Even if the growth of the current account deficit is not an indication of acceleration in the long-standing updrift in debt accumulation and leverage, there is a "tipping point" at which the level of debt relative to assets will not be sustainable. The ability to accumulate larger amounts of debt relative to assets over generations "appears to be the result of massive improvements in technology and infrastructure," not a significant increase in human inclination to risk-taking. But leverage cannot increase indefinitely. "I am not sure where that tipping point is, but we can be sure there is one," he said.

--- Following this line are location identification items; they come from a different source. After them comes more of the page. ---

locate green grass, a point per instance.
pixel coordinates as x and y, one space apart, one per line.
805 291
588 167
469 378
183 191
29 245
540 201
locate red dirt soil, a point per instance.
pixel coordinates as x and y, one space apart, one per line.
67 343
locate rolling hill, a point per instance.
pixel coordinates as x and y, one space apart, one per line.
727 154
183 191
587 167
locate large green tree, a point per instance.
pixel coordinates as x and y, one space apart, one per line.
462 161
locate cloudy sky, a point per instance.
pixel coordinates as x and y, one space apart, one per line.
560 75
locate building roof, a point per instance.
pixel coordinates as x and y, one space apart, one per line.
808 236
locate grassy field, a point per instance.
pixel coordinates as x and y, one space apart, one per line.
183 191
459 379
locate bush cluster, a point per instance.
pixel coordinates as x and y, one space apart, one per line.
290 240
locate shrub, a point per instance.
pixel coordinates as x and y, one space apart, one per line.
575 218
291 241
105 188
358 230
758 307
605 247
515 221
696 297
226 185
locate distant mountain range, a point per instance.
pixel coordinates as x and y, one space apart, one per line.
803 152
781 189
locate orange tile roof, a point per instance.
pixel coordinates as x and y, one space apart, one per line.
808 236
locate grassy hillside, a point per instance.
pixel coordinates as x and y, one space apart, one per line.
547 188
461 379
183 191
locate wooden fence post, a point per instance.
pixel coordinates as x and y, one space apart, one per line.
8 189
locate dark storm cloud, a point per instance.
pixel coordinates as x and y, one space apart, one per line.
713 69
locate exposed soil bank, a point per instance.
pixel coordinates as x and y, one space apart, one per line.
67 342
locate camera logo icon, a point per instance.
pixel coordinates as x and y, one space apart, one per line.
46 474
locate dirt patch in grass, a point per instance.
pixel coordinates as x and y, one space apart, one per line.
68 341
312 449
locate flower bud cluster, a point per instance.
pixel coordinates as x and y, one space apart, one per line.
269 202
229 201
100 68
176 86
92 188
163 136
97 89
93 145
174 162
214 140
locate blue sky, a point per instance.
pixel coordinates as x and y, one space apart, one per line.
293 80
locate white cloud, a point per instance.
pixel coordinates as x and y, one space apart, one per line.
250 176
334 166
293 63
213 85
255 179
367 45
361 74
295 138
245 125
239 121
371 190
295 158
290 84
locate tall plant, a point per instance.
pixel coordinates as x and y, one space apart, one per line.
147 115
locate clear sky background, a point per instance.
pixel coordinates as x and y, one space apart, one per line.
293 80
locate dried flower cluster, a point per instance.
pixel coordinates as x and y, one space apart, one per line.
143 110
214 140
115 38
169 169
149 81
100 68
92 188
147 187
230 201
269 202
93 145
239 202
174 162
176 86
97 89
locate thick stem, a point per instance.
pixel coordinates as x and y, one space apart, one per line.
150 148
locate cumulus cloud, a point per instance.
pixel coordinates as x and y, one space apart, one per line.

Greenspan said the subprime mortgage market in the United States, which collapsed and triggered turmoil in world financial markets "was clearly seen to be overleveraged as home inflation came to a halt in the United States." He said the global disruption was "an accident waiting to happen. Credit spreads ... had been compressed to clearly unsustainable levels. Something had to give. If the crisis had not been triggered by a mispricing of U.S. securitized subprime mortgages, then it would have eventually erupted in some other sector of the credit market."

Sovereign wealth funds

In response to a question from the audience about sovereign wealth funds, Greenspan said that in the long run these funds—which are used to invest part of the reserves accumulated by some of the countries with current account surpluses—will not be the disruptive force in international finance that many fear them to be. The worry is that many of these funds will invest their rapidly growing dollar or euro reserves for political rather than economic reasons.

In the short run, he said, there may be some reason to worry, but the governments that are interested in earning more than the 3 to 4 percent a year available on safe investments such as U.S. Treasury bills will be disappointed to discover that, on a risk-adjusted basis, returns on higher-yield, higher risk investments are no better.